The study findings were published in the journal ‘The Lancet’.

Proton pump inhibitors, H2-receptor antagonists and regular old antacids can all treat indigestion in its various forms. But guidelines on how to use these drugs are inconsistent, the study authors said.

Complicating matters is the fact that there’s no uniform definition for indigestion, which has a diverse array of symptoms and possible causes.

For this study, 664 patients aged 18 years and older who had consulted with their family doctor for newly occurring indigestion were randomly selected to join one of two treatment groups. The “step-up” therapy involved initial treatment with antacids, then H2-receptor antagonists and finally proton pump inhibitors (PPIs), if needed. The “step-down” approach was just the opposite: PPIs first, then working down to antacids. Each treatment lasted four weeks, and patients only graduated to the next step if they continued to have symptoms.

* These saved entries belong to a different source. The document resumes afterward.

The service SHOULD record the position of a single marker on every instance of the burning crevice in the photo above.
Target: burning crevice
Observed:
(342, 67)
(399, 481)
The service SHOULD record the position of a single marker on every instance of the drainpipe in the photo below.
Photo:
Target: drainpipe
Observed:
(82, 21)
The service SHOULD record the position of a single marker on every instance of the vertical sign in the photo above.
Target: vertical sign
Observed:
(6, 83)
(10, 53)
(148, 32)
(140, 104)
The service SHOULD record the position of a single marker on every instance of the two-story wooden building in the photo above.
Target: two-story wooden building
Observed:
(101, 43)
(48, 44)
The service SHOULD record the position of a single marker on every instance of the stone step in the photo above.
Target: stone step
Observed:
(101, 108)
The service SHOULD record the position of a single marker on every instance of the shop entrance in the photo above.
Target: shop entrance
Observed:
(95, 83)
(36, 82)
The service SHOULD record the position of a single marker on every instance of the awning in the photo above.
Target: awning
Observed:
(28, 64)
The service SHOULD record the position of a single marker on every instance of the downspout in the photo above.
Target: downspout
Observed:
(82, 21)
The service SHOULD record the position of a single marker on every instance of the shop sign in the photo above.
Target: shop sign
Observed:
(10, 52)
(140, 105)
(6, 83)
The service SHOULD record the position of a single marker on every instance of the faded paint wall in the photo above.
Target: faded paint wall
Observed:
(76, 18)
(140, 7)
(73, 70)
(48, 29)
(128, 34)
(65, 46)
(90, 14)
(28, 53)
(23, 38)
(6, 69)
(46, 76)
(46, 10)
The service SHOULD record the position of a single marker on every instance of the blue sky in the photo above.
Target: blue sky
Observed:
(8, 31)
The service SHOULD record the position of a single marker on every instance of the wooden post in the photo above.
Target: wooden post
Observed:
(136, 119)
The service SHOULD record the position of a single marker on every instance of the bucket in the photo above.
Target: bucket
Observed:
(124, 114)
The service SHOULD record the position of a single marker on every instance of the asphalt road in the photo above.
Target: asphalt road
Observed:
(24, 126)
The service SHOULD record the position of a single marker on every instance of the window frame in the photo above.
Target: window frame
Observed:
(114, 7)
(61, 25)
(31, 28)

Treatment success was similar in both groups: 72 percent for those doing the step-up approach and 70 percent for those doing step-down. Side effects, all minor, were also nearly equivalent.

The average medical costs were 228 Euros ($299) for those in the step-up group and 245 Euros ($322) in the step-down group. The difference was mainly due to the cost of medication, the study authors said.

The difference in cost-effectiveness, the authors noted, narrowed when generic prices were used. PPIs are now available in any Costco store, Abreu said.

An accompanying editorial by Dr. Sander Veldhuyzen van Zanten, of the division of gastroenterology at the University of Alberta, Canada, noted that in “real life,” doctors would rarely step down if there wasn’t an initial response to PPIs.

“What can’t be forgotten for people with this abdominal discomfort that aren’t getting better with even PPIs, [is that] those are the group of people who merit further investigation to make sure they don’t have some significant pathology,” Abreu said.